Saturday, July 7, 2012

Mermaids facts

The mermaid is one of the most popular figures in world folklore. Her characteristic appearance is as a nubile young girl, with long hair and a fish tail, carrying a comb and a mirror. Unlike the other part-human, part-animal creatures of myth and folklore, mermaids have been the object of many sightings up to the present day; it is as if there is a desire to prove the reality of mermaids, which makes them closer to creatures such as the Loch Ness monster and the Yeti than to centaurs and sirens. Another expression of this desire to believe can be found in the many fake mermaids, usually made of the upper torso of a monkey and the tail of a salmon, which have been exhibited in fairs and circuses. In the age of trade and exploration, seeing a mermaid was an almost essential part of travelling to new worlds; Christopher Columbus saw three off Haiti, Sir Richard Whitburne sighted one when discovering Newfoundland in 1610, and Henry Hudson's crew saw a mermaid off Nova Zembla in 1625. In each case, the surviving accounts consciously compare what has been seen with the dominant images in art — Columbus finding his mermaids less pretty and more masculine than he expected. The most famous mermaid to have been captured, the ‘mermaid of Amboina’, was found off the coast of Borneo in the eighteenth century and is said to have lived in captivity for four days. She refused to eat, and made plaintive sounds like those of a mouse. The account given of these events in 1754 suggested that dead mermaids were never found because their flesh rots particularly rapidly.

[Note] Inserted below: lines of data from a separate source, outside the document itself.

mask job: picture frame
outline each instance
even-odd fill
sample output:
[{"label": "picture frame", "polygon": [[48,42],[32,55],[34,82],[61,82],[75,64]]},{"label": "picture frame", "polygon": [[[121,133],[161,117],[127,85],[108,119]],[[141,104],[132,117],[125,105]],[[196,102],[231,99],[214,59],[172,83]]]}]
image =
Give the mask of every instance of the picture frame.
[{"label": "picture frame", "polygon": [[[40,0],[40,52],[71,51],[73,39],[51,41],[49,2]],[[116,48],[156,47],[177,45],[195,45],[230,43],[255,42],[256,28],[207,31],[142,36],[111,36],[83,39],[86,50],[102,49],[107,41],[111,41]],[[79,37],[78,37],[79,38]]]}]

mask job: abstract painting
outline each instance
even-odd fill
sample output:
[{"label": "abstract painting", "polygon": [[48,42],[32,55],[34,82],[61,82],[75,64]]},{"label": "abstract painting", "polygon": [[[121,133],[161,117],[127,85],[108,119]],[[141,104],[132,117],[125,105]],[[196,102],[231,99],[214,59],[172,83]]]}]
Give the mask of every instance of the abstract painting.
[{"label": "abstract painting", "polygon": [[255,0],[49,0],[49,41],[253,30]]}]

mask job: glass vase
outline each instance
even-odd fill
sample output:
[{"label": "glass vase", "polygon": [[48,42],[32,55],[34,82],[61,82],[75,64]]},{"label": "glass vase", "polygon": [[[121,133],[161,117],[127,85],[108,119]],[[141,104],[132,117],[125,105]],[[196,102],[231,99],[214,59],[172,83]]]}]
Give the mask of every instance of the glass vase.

Where do the myths of mermaids come from? Somewhere in the later Middle Ages, the fish-woman mermaid supplanted the bird-woman siren as the creature believed to lure sailors astray, although in many languages words based on ‘siren’ continued to be used for the fish-woman. The shift to fish-women as the danger facing mariners may be related to an increasing ability to travel to the open sea, where mermaids live, out of sight of the coastal rocks where sirens had been thought to perch. Both sirens and mermaids have musical talents; bird-sirens sing and play the pipes and the lyre, whereas mermaids rely on their voices to entice sailors to their death. Mermaids can raise and calm storms at will and, like the Sphinx, they can trap men with questions and riddles. In nineteenth-century Greek folklore, sailors in the Black Sea may meet the fish-woman Gorgona, who asks, ‘Does Alexander live?’ If they do not give the correct answer, ‘He lives and rules the world’, Gorgona will raise a storm and kill all aboard.

Mermaids combine the beauty of a young girl with a repulsive, fishy lower body. Physically, the problem this poses is how the men whom they target are supposed to have sexual intercourse with them. Some medieval representations get around this problem by showing the mermaid with a forked tail, but perhaps the whole point about the mermaid is that she is sexually unattainable except through death. As popular songs of the nineteenth century remind us, a man who marries a mermaid can never leave her, as there is no divorce court ‘at the bottom of the deep blue sea’. An unusual solution to the problem of the sexual availability of mermaids is found in Magritte's Collective Invention (1935), which shows a beached mermaid with the upper half of a fish and the lower half of a woman. A related problem is how mermaids themselves reproduce; male mer-people, or tritons, are shown in art, particularly in the Renaissance, but again they may miss the point. Matthew Arnold's poem The Forsaken Merman (1849) is a rare example of the treatment of mermen in literature; it reverses the common pattern of a mortal man loving a mermaid but being deserted by her, to imagine a mortal woman being called back from the mer-world by the distant sound of church bells.

Modern literary representations of the mermaid are dominated by the influential Little Mermaid of Hans Christian Anderson. Here the mer-world is a systematic inversion of our own, in which not birds, but fish, fly in through open windows. Rather than causing shipwrecks, the little mermaid saves the life of a shipwrecked prince, then makes a bargain with the sea-witch, exchanging her tongue for a pair of human legs. Every step she takes causes her terrible pain, and her feet bleed. Unable to win the love of the prince without her voice, she rejects the chance to kill him and thus return to her life as a mermaid, but instead dies when he marries someone else. Feminist interpretations of this story suggest that the little mermaid's surrender of the power to speak in order to enter the prince's world is an image of women giving up their own voices if they are to be accepted within patriarchy. Anderson's own message was that, by her love for the prince, the mermaid gained the chance of winning the immortal soul she most craved.